There is also a 50 percent chance of exceeding moderate flood levels in small streams and rivers in the lower Missouri River basin in Missouri and eastern Kansas. This flood potential will be driven by rain and thunderstorms.

For a second year running, no region is at risk of exceeding major flood levels.

Much of the West beyond the Rockies will also see a warmer than average spring, with above average temperatures projected across the Far West, northern Rockies, and northern Plains eastward to include parts of the western Great Lakes, and for all of Alaska. Below normal temperatures are most likely this spring for Texas and nearby areas of New Mexico, Colorado, Kansas and Oklahoma.

The warmer temperatures echo trends seen from December through February, NOAA reported. The average temperature across global land and ocean surfaces was 1.42 degrees F above the 20th century average. This was the highest for that period since record keeping began in 1880. It surpassed the previous record set in 2007 by 0.05 degrees F.

And that comes on top of record temperatures in 2014, driven in part by rising greenhouse gas emissions.

The latest forecasts will be especially dispiriting for California, which has watched as lakes dried up and its economy lost as much $2.2 billion and shed 17,000 seasonal and part-time jobs. A NASA study found that California would need 11 trillion gallons of water to recover from its three-year dry spell. That's roughly equivalent to filling up Lake Meade, the U.S.'s largest reservoir, one and a half times.

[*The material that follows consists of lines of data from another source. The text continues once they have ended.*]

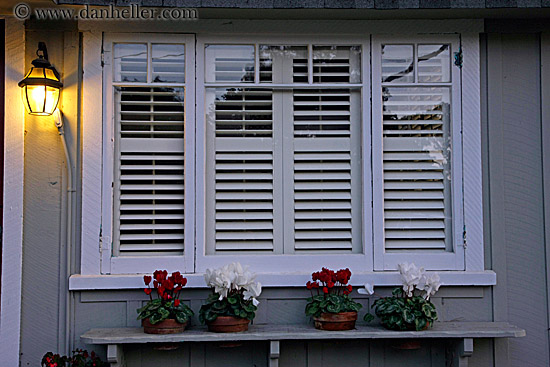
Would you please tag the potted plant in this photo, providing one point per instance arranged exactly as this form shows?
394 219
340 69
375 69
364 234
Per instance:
232 304
330 304
410 307
165 314
80 358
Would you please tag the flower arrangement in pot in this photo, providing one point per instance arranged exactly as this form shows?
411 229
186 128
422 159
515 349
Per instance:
232 304
164 314
410 307
330 304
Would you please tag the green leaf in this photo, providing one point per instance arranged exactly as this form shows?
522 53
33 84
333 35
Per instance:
182 317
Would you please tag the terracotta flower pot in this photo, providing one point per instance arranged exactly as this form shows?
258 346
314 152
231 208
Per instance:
336 321
228 324
168 326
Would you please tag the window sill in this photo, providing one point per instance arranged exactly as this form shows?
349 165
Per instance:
381 279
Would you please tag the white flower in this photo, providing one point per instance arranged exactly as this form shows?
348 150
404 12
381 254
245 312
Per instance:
229 277
254 290
430 284
369 289
410 276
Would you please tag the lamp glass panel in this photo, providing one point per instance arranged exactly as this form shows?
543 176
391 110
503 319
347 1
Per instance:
51 75
36 73
40 100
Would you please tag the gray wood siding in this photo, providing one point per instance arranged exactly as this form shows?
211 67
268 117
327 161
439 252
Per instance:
516 193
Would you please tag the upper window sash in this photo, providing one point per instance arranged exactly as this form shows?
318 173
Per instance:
254 54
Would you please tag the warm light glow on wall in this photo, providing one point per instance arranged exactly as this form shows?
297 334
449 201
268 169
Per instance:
40 87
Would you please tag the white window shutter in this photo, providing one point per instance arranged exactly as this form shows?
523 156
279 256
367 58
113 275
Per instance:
149 192
417 153
151 98
325 136
241 180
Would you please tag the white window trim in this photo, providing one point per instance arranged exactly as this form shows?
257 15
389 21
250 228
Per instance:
282 263
94 110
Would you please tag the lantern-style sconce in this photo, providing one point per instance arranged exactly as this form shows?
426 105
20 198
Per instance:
40 87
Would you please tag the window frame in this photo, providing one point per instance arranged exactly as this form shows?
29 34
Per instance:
283 263
95 243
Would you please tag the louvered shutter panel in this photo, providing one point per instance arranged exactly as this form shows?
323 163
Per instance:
416 169
416 210
149 195
243 178
326 177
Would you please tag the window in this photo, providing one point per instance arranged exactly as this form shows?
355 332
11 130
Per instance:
287 153
283 154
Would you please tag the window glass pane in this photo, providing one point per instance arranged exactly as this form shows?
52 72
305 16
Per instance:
397 64
130 62
417 175
229 63
283 64
336 64
240 112
434 63
168 63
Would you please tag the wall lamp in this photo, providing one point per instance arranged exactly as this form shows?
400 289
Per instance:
40 87
40 91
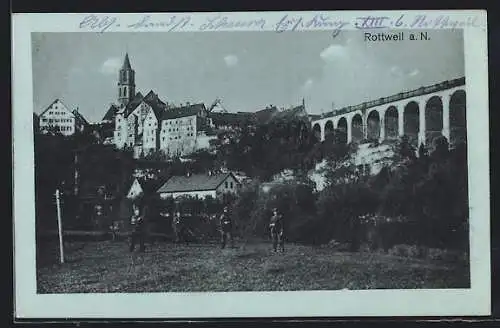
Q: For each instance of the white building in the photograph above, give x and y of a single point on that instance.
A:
(58, 117)
(199, 185)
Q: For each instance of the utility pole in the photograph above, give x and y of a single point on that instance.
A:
(59, 225)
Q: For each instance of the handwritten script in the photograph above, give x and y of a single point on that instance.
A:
(285, 23)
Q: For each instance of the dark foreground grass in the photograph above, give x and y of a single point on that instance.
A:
(109, 267)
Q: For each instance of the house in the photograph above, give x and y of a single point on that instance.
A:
(57, 117)
(140, 188)
(200, 185)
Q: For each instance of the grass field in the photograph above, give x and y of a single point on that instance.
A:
(108, 267)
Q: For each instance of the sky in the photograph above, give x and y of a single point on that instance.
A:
(247, 70)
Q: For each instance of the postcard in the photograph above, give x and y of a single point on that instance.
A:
(251, 164)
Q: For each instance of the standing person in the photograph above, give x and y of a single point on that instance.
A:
(138, 225)
(226, 228)
(277, 229)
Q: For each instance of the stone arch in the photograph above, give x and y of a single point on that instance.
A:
(458, 119)
(316, 133)
(373, 125)
(433, 119)
(329, 131)
(411, 122)
(391, 123)
(341, 131)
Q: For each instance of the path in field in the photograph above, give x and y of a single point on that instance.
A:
(108, 267)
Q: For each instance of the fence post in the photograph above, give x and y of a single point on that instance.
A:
(59, 225)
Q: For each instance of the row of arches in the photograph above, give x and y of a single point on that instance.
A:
(437, 119)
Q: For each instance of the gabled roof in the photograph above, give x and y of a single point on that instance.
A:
(264, 116)
(111, 113)
(57, 100)
(79, 117)
(294, 112)
(195, 182)
(183, 111)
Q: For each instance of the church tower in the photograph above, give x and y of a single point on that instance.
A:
(126, 83)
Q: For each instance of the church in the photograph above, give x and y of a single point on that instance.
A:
(147, 124)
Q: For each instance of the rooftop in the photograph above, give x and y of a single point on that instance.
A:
(195, 182)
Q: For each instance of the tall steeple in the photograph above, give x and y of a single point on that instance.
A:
(126, 82)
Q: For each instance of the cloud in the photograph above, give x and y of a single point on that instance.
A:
(415, 72)
(333, 52)
(111, 66)
(231, 60)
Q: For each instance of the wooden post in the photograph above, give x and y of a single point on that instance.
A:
(59, 225)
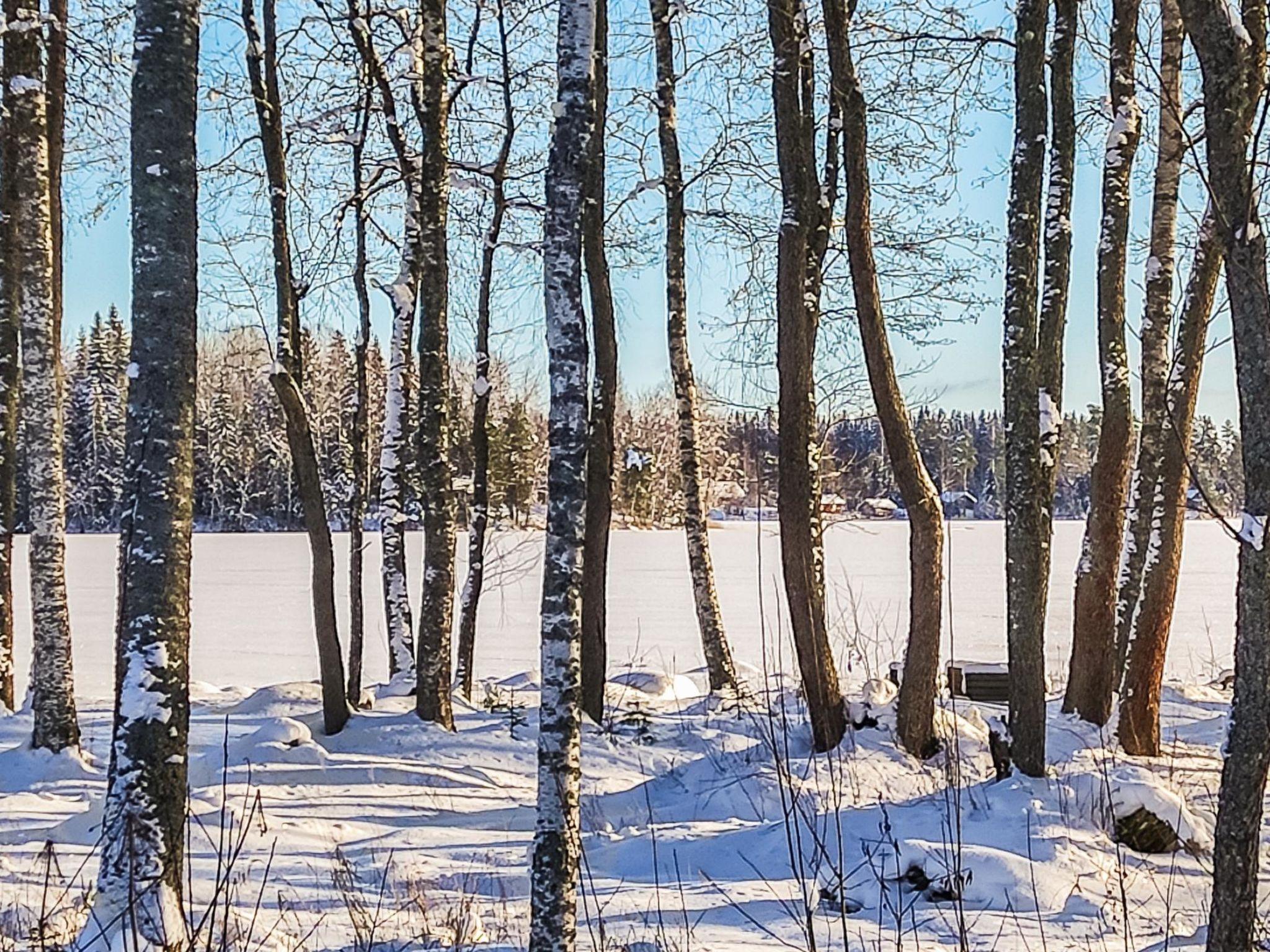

"Everybody in California is under restrictions, pressure. It is not easy now and a fourth year of drought, a fifth year of drought will be more perilous as reservoirs continue to drop," NOAA hydrologist Robert Hartman said. "They are already at low levels and ... our snowpack is a record low, quite dismal. So our spring runoff is not going to be much to write home about."

Farmers have been hit especially hard, with new water restrictions forcing them to pull back on the amount of acres planted. There was an 11 percent reduction in planting acres in 2014 compared to 2013, according to Brad Rippey, meteorologist at the U.S. Department of Agriculture, with water-intensive crops like rice and cotton down a quarter.

Those trends will continue.

"I see nothing that would indicate much improvement, if any improvement, in the overall situation for field crops in 2015," Rippey said. "We are in the same boat as we were a year ago. There is going to be significant reduction in field crops."